Locke's individualism is clarified by exploring his attitude toward work and property. C.B. Macpherson, one of Locke's most influential recent expositors, is correct to stress that Locke favored the accumulation of property. Although a possessive individualist, Locke did not favor unlimited accumulation, however, as Macpherson asserts. Neither did he believe that the poor are irrational. Another important author on Locke, John Dunn, rightly emphasizes Locke's use of the notion of a “calling.” He interprets it in an overly theological way which ignores Locke's secularization of the idea.
Critics of Macpherson have claimed that he ignores Locke's limits to property accumulation. Locke himself withdraws most of these once money has been introduced into an economy. Furthermore, Locke believed that, although natural law was still in effect once society had been instituted, people might voluntarily surrender some of their natural rights in order to promote their prosperity. Thus Macpherson is correct to point out that Locke favored accumulation. He did not believe in unlimited accumulation and in fact condemns it in his writings on education. Macpherson's claim that Locke thought the poor were necessarily irrational is also incorrect. Macpherson tends to dismiss Lock's views on religion, regarding them as having been advanced for the purpose of keeping the poor in check. In point of fact Locke devoted extensive time to his religious works and took them seriously.

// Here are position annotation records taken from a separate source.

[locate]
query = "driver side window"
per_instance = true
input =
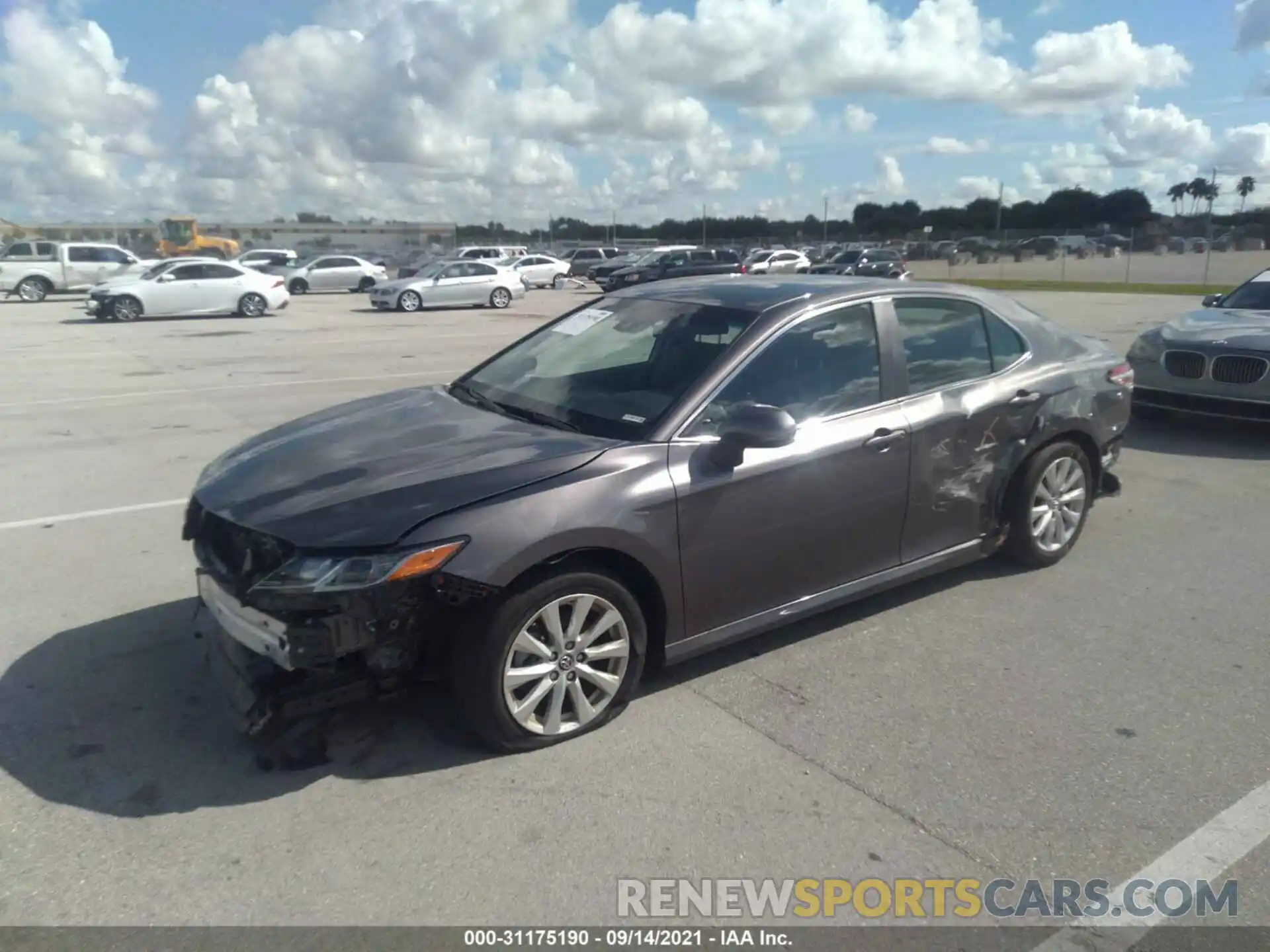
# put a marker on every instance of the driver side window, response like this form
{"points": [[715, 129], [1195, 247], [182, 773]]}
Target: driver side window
{"points": [[821, 367]]}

John Dunn has strongly emphasized Locke's use of “calling,” According to this idea, people had a particular vocation to pursue their economic tasts as a means of advancing their salvation. Dunn tends to ignore the development of a “calling” among the Puritans and understands it in a very strict theological Way. Many of the Puritans themselves secularized the concept of “calling,” placing emphasis on the occupation being pursued more than the mental state of the laborer following the calling. Locke changed this idea even further. He tended to stress worldly success to a great extent, and relegated religion to the realm of a “general calling.” That is to say, Locke tended to distinguish sharply between religious and secular matters. In his concern with both, he can be seen as a transitional figure.